Aunque para nosotros la tienen, porque lo que se repite son vidas. Al Protagonista se lo suele identificar con el nombre de otros protagonistas literarios famosos (“¿Ishmael/Mersault/Kurtz notaría prácticamente cualquier movimiento en el piso de arriba?” / “¿Hace falta aclarar que esta presencia del piso superior acentuaría la percepción del Protagonista de su propio aislamiento?”): dicho procedimiento lo pinta en cuerpo y alma de una manera en que la comparación con personas reales fallaría en hacerlo por la falta de referencias compartidas: el autor confía en la familiaridad de los lectores con esos personajes, en que los conozcamos en todas sus dimensiones. Raskolnikov es un símbolo perfectamente estructurado: el joven que se precia en demasía y cree que todo le está permitido por ser un genio destinado a la grandeza. Entonces, cuando el Protagonista es llamado Ralkolnikov, sólo a partir del sustantivo propio conocemos su personalidad (o al menos alguna de sus facetas), sus cualidades emocionales y morales, la forma en que se considera a sí mismo.

Y, por transitividad, intuimos las mismas características del Protagonista en el Lector y el autor, porque en varios pasajes del libro se alude a una posible interfase entre novela y autobiografía: ¿cuáles pueden ser esos elementos en común? El antisemitismo que se detecta tanto en las ciencias como en las artes; el hecho de que tanto autor, como Lector y Protagonista sean escritores; la muerte, en especial el suicidio, que tal vez sienta cerca o está considerando. La contemplación del suicidio es una buena razón para dejar cientos de ideas deshilvanadas, sin molestarse por darles la forma cabal de una novela.

El título en castellano, La soledad del lector, tal vez haga referencia a que la única relación del Protagonista con otra persona se reduce a la posibilidad de que alguien lo haya saludado con la cabeza al pasar, caminando por la playa. Salvo este suceso equívoco, sólo mantiene relaciones con escritores muertos (no sólo angloparlantes, también Mishima, Kawabata, Borges, Rulfo), con el recuerdo de sus hijos (a quienes hace mucho no ve), con el recuerdo de mujeres que pasaron por su vida (empardadas también con personajes femeninos de obras conocidas, lo que despierta el reflejo condicionado de identificación literaria). En medio de la soledad de un cementerio que ya casi nadie visita, de calles y bares donde no conoce a nadie, de noches en playas semidesiertas, piensa, recuerda, anota tal vez, fragmentos para una novela posible.

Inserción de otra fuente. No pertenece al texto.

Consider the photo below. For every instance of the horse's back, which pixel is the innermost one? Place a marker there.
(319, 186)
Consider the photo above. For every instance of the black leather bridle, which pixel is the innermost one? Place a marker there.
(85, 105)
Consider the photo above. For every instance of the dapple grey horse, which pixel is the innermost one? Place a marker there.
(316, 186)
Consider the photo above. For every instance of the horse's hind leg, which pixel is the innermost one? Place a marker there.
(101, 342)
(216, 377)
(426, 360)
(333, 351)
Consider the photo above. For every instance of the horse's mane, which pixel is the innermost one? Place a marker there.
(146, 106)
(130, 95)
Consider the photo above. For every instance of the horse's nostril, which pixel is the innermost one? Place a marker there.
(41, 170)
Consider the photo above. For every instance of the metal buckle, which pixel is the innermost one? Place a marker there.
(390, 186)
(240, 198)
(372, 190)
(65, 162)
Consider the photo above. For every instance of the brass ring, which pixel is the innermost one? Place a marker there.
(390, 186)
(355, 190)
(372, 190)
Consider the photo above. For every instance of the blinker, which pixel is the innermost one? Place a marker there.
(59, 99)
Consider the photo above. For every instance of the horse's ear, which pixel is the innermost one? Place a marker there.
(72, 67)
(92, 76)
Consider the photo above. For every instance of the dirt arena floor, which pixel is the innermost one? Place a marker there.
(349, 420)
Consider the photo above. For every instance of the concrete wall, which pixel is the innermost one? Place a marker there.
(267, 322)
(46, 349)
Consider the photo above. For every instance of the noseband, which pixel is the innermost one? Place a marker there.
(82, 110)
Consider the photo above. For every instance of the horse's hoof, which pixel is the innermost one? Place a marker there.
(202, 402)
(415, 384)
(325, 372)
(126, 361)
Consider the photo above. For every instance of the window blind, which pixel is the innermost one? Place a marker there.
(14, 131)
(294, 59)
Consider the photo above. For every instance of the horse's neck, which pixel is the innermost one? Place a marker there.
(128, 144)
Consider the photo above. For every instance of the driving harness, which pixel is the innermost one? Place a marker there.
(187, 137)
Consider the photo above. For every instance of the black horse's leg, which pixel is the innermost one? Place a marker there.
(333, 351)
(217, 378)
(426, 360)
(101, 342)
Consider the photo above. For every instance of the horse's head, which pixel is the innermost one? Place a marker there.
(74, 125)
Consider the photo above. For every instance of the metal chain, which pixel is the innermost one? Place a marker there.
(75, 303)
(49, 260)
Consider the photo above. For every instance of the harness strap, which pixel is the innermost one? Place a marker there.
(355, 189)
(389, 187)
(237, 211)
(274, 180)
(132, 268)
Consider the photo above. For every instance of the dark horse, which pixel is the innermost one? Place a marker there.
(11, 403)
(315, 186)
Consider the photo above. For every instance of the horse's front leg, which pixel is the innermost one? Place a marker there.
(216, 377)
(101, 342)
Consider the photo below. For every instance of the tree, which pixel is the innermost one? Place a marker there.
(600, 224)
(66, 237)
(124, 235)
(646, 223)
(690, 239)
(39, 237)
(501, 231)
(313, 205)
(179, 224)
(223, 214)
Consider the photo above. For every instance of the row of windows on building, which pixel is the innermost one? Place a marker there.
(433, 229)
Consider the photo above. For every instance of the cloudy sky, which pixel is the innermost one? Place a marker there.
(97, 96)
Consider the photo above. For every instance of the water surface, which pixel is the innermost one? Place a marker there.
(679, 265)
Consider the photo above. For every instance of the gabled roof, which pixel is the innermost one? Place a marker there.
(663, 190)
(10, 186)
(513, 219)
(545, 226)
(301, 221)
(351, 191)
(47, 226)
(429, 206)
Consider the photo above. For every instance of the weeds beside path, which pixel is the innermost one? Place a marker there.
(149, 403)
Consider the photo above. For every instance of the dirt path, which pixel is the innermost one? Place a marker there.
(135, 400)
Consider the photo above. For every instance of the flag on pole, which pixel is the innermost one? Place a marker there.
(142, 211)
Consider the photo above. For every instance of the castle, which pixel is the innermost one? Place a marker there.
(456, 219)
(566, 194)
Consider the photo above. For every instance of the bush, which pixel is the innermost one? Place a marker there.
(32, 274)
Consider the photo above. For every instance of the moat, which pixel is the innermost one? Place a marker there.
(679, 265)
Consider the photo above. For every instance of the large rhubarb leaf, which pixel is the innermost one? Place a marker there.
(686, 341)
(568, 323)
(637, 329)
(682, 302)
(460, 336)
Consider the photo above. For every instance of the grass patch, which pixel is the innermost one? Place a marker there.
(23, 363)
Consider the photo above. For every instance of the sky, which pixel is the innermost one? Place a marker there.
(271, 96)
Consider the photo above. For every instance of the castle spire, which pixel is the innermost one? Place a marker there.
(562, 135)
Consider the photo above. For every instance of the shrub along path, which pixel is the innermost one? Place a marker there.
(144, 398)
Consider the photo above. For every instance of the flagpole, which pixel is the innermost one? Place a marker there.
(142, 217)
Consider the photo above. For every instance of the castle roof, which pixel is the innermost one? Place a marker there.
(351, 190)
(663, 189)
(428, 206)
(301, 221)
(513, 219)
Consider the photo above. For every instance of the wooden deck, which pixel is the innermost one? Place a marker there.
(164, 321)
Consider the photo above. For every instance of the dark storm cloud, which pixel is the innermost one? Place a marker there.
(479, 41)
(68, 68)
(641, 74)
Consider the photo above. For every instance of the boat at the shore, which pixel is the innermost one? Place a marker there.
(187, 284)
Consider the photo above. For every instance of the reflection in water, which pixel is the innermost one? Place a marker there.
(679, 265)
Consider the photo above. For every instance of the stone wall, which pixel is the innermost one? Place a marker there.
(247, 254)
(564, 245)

“He venido a este lugar porque allá no tenía ninguna clase de vida”, “ El Lector ha venido a este lugar porque allá no tenía ninguna clase de vida”; “El Protagonista ha venido a este lugar porque allí no tenía ninguna clase de vida”; la misma frase repetida con pequeñas variaciones, uno de los muchos procedimientos que utiliza David Markson para estructurar su libro. Tal vez represente también la confesión de su génesis, la necesidad que impulsa a la memoria que recuerda, la mente que imagina y la mano que escribe: cuando no hay ninguna clase de vida en la realidad, el autor y el lector se mudan a una ficción, solitaria pero llena del sentido que nunca se encuentra “allá”.